Sunday, March 28, 2010

Okay! Do NOT ask me to play opening and closing for the stake music fireside, then say "I assume you'll need to do prelude and after too" instead of asking, then call me and say "since you're playing anyway, will you accompany this other woman singing" if it's not actually a music fireside. I have reasons why I do not attend singles firesides, and I do not appreciate being blindsided that way. Upside is, I will not feel even slightly guilty for telling you no for the rest of my life. Good job!

To say nothing of the ongoing argument with the woman I accompanied. She was convinced my copy of the song was a different arrangement than hers. Which, no. Exact same one. And saying "I really think it's just a little bit different" over and over does not make you right, honey. I promise.

I miss you, Kamille.
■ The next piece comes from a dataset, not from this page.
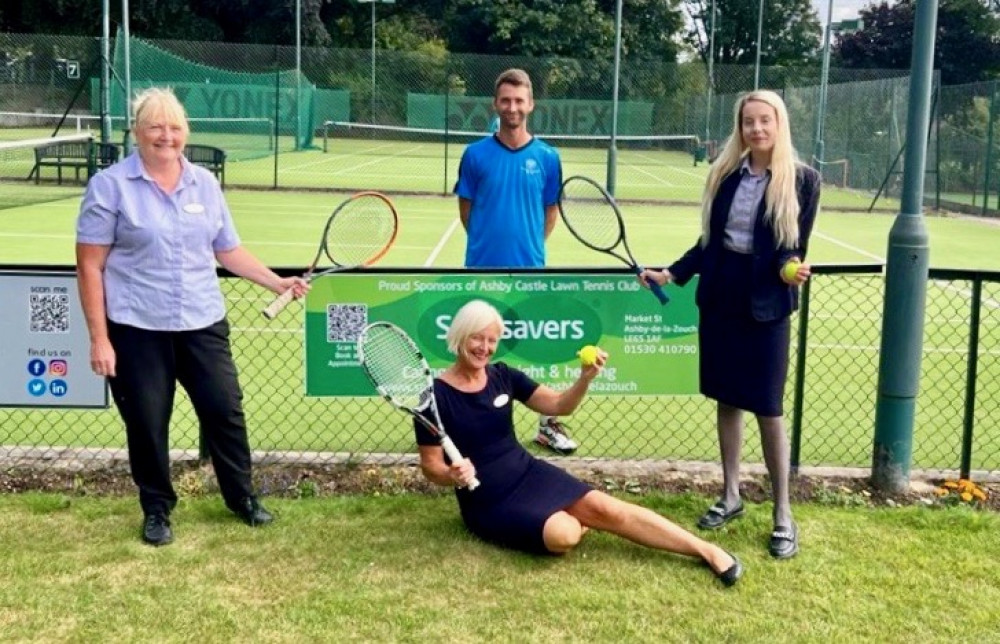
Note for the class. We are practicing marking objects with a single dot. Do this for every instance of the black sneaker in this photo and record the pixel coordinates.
(552, 434)
(156, 529)
(252, 513)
I wish you were still in my ward.

Sunday, March 7, 2010

I have mixed feelings about our choir concerts last night and Friday night. They were magnificent - the best we've ever done, I think. Our guest artist was Jenny Oaks Baker, who is an unbelievably talented musician, and we rose to the occasion. I feel blessed to have been part of that experience, frankly.
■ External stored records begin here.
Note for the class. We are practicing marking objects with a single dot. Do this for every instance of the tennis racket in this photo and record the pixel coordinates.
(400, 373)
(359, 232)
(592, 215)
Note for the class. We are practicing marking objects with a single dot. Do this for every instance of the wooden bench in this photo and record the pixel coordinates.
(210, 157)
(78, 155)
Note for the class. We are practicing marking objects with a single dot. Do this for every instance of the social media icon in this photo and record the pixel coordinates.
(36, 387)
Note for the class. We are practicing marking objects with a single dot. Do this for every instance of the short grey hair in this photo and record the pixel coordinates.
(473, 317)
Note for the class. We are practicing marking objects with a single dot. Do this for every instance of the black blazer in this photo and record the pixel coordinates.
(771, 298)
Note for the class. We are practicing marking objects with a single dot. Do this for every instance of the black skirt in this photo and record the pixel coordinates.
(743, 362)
But we're losing our director, and those were his last. I had thought he was going to do our Easter and Summer concerts too, finish out the season, but something apparently changed and he couldn't finish out. He's a wonderful director and it won't be the same without him. We'll all miss him. The associate director will miss him the most, of course - she's known him for years, was at the Y in the music program too, and has worked closely with him here - but we'll all miss him. We don't know who will replace him, either. I don't think the board has any idea yet.

And the hits keep coming.

Friday, March 5, 2010

We're going to lose my great-aunt's Steinway grand.

She earned a doctorate in piano performance from the University of Utah. Her parents bought that piano in the 30's. She played it and cherished it every single day for over seventy years. As she aged and lost dexterity, she didn't play as often, but she still played and still loved her piano.

Last year she told my mother that my grandfather, her brother, had threatened to take it away from her. The day she died, he called someone in town to ask how to get it appraised. He and his new wife have gone through so much money and have bought so much crap that he's in an obscene amount of debt and still looking for more ways to get more money to spend. He's going to sell her piano. If one of us wanted to keep it, we would have to buy it from him. No one has space for a grand piano, either. I knew it was impossible, but I wanted that piano so much.

We're going to lose it. It's more than my own selfish desire to have it - it's a family heirloom. It was the one thing Ruth cherished above everything else she ever owned. And we're going lose it.